Yeah, just a normal Northern Blue Tongue! However, he is full of personality and beautiful, even as a normal. 

I got him about a year ago and at about 1 year old or so. He's done great with me. Katie loves him most of all the reptiles. He's awesome with her, as I noted, but only okay with me, despite the fact I clean up for him, feed him, etc. It's always, "Katie, Katie, Katie!" It's good though. I think he's awesome too and he got Katie more comfortable with the smaller lizards we have (Geckos) and the snakes! If not for Frank, she might not have given everyone else a chance when we were discussing and then moved in together. 

He's been about 620G for about 8 months now. He was 475G or so at a year, I believe, and can check my records. At 1 yr he was a little bigger than some of the other BTS that were available, and I had a big tank now an even bigger tank!

I got him BHB. I have had good luck with them and Brian. They had a bunch of CB year olds that they decided not to keep for breeding and sell instead. He was very well started and adapted really well. 

If/when you get one, make sure to ask questions and do research. Not much out there on these guys. 

Humidity: room temp is fine except in shed. I soak him 1X or 2X if he has trouble. However, usually about 35-40% in his tank. They don't particularly like more than that. 30-40% is a good range. 

Temps: 95F or so hot spot works really well for Frank. 80-82F ambient and 80F cool side. I have a RHP and UTH for the hot side and that keeps that half of the 6X2' Boaphile no less than 84F, averaging higher during the day.

Why? Basking lights! He likes to bask and needs UVB. In my setup for him, I have a 60W basking bulb right next to the RHP and adjacent to a fluorescent UVB bulb. 

When not basking, eating, or laying waste (almost daily - lol), he likes to be in a hide or under his paper substrate. They like to borough but hard to keep humidity down and keep the tank clean with anything other than paper. He goes regularly and is kind of messy. So, I crumble up the printless newspaper into balls for the cool side/non basking side. He loves to borough into them and under them. He also likes his hides and getting in the hide under the paper is his favorite. 

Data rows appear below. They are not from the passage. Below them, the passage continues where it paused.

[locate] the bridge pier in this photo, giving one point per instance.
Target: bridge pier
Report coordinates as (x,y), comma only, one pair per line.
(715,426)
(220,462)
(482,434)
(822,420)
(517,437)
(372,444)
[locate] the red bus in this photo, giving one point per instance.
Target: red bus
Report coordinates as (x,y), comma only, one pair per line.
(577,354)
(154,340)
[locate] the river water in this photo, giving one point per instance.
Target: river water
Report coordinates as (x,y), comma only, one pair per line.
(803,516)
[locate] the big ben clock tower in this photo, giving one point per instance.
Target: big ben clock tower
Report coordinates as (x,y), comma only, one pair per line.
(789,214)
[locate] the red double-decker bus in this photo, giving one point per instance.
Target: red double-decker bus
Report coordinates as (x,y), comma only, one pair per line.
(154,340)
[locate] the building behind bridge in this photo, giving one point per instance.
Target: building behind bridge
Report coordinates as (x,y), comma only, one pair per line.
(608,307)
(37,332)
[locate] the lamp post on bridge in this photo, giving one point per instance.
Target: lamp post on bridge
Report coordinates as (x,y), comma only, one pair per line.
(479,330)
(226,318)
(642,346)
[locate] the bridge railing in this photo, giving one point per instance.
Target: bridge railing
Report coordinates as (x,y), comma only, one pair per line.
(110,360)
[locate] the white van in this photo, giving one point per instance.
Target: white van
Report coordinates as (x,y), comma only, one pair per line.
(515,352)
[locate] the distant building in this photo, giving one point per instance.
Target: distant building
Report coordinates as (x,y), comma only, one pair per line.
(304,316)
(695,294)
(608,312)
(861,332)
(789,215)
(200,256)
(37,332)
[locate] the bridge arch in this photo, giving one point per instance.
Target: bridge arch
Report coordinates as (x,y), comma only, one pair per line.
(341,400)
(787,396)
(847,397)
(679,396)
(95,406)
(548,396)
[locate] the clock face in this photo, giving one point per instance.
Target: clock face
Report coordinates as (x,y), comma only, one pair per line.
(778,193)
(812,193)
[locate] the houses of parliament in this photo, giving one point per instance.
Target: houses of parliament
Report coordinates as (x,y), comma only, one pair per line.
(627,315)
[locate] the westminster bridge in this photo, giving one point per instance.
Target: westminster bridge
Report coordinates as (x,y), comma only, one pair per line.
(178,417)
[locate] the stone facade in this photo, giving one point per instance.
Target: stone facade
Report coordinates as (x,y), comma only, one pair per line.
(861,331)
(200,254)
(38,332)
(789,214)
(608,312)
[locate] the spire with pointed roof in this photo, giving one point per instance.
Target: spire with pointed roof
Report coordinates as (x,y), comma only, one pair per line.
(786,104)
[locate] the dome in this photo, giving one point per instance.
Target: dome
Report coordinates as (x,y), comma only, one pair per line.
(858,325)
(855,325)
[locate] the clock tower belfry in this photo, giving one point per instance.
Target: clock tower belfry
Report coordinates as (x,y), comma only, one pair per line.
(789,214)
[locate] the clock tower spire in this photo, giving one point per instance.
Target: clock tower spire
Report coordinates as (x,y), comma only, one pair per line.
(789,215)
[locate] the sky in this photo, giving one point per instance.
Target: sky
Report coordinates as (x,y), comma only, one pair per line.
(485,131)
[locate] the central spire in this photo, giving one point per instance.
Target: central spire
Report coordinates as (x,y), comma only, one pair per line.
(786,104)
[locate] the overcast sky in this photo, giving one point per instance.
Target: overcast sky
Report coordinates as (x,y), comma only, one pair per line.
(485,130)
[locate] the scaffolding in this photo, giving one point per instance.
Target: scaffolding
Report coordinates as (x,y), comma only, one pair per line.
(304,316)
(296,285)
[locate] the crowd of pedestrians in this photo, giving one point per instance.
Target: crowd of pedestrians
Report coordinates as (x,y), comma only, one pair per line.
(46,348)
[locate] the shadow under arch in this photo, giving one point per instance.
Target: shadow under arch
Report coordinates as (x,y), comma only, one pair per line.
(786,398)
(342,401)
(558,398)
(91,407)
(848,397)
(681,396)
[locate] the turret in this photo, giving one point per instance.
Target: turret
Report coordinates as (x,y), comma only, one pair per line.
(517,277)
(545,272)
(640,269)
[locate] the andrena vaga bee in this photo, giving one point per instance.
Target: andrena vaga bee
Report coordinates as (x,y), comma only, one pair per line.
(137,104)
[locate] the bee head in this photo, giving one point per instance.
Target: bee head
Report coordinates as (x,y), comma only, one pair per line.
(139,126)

When not digesting and getting ready to poop, he spends most of his time on the cool side of the tank. Hidden. LOL. 

Finally, they need a varied diet. REPASHY sells a gel diet for them, which I use sometimes. He loves protein - snails in particular. However, he needs: 50% veggies, 10% fruit, and 40% proteins. You know what has that exact breakdown and he loves? Ferret Food! Pellets!

I wet them in water for a few minutes and mix with fruits and mostly veggies. He also likes freeze dried fruit, veggie, and omnivore mix, you can get at pet stores or amazon, etc. from Zilla, I believe. I moisten up in varying quantities and mix with the pellets in water for a few minutes, then give to Frank. He usually eats everything up!

Fresh fruit and veggies are great too. However, since the pellets are balanced as is, I do not give as much fresh fruit and veggies as if I was trying to create a balanced diet without the Repashy BTS diet or the Ferret Pellets. 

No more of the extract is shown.